Chistians in Iraq can trace their history to the first century apostles. Prayer services at St. Matthew's are spoken in Aramaic, the language of Jesus.

Many of the relics and books from the monastery, some from Christianity's first century, have been moved to safer Kurdish areas further north in Iraq. The bones of St. Matthew, a fourth century Syriac Christian saint who founded the monastery, were moved because of the potential desecreation of the burial site by ISIS.

"Saint Matthew ended up here because he was fleeing persecution, but persecution follows us," Karaikos said. "We can't run from it, we have to stand in front of our history."

In March, Iraqi rchbishop Bashar Warda stated the only way to stop the Islamic State and preserve Iraqi Christianity is by defeating them militarily. "Sometimes you take some hard measures, unfortunate measures, to deal and treat this cancer," he told "60 Minutes."

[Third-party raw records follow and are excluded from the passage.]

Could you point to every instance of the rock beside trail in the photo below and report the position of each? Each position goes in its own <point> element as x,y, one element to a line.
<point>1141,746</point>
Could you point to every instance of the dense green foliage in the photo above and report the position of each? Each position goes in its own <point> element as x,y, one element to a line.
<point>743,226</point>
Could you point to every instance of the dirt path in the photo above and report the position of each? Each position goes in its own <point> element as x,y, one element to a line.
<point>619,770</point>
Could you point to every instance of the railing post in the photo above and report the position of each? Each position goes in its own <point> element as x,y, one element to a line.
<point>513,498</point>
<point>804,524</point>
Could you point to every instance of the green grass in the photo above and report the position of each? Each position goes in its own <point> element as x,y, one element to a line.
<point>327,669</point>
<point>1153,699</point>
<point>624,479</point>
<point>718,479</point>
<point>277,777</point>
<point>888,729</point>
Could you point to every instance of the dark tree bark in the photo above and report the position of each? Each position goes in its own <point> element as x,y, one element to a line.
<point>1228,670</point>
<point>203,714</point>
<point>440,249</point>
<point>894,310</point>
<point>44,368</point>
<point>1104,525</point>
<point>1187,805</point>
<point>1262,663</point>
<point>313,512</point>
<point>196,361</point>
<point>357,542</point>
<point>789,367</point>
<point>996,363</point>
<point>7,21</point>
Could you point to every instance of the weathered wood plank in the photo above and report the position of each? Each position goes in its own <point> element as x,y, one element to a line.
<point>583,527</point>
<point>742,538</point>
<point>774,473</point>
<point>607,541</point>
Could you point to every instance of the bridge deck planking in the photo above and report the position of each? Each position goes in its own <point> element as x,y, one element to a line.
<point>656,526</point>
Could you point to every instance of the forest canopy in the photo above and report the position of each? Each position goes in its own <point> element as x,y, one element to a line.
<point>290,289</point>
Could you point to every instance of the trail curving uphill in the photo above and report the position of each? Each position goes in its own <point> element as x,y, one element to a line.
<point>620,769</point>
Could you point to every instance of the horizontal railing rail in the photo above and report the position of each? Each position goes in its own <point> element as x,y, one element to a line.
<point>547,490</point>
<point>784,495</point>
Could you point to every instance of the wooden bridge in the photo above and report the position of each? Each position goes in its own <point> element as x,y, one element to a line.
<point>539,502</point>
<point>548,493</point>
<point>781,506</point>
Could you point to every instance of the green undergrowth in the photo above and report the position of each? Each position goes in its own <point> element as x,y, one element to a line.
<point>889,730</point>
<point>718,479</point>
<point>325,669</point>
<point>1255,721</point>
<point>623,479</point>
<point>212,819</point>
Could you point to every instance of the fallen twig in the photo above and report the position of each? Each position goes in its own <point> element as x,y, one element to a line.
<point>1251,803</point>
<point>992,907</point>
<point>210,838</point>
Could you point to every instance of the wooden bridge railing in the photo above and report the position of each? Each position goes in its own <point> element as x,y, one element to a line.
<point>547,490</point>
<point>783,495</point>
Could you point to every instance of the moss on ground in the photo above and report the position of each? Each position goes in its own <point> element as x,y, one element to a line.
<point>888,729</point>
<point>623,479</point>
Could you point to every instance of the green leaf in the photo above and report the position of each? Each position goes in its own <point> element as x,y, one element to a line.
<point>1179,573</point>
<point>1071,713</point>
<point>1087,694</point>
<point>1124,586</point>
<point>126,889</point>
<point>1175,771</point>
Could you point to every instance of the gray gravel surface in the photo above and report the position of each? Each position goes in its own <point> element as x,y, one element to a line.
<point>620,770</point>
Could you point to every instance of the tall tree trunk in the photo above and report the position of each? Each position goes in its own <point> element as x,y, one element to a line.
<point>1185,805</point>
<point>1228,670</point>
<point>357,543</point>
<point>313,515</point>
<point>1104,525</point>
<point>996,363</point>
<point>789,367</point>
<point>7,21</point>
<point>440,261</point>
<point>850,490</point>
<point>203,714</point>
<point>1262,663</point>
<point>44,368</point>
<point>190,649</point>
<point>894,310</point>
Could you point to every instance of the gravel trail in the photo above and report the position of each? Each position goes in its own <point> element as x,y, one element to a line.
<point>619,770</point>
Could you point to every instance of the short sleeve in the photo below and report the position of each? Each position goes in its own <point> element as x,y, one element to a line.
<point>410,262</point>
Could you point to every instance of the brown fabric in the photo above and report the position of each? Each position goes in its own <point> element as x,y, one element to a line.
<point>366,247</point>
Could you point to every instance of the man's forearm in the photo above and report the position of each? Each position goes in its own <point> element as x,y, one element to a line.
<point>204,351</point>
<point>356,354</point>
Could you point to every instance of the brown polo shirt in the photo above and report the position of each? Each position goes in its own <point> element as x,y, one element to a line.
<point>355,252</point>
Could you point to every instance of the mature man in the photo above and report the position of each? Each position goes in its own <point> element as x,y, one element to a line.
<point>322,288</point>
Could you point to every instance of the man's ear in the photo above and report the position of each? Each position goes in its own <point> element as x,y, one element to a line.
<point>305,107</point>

The Chaldean Patriarch in Iraq, Raphael Louis Sako, testified at the United Nations Security Council in New York last March: "The Islamic extremists groups refuse to live with non-Muslims.

"They are persecuting and uprooting them from their homes; and erasing all traces of their history. We are facing a cultural and ideological crisis which monopolizes power, disables institutions, and restricts freedom," the Chaldean Patriarch asserted.

St. Matthew's monastery, founded in 363, has survived the Ottoman and Persian Empires, Mongol invaders, and Kurdish conquests.

Nicodemus Sharaf, Archbishop of the Syriac Orthodox Church in Mosul, Iraq's northern city now under the control of ISIS, told "60 Minutes," "They take everything from us, but they cannot take the God from our hearts, they cannot."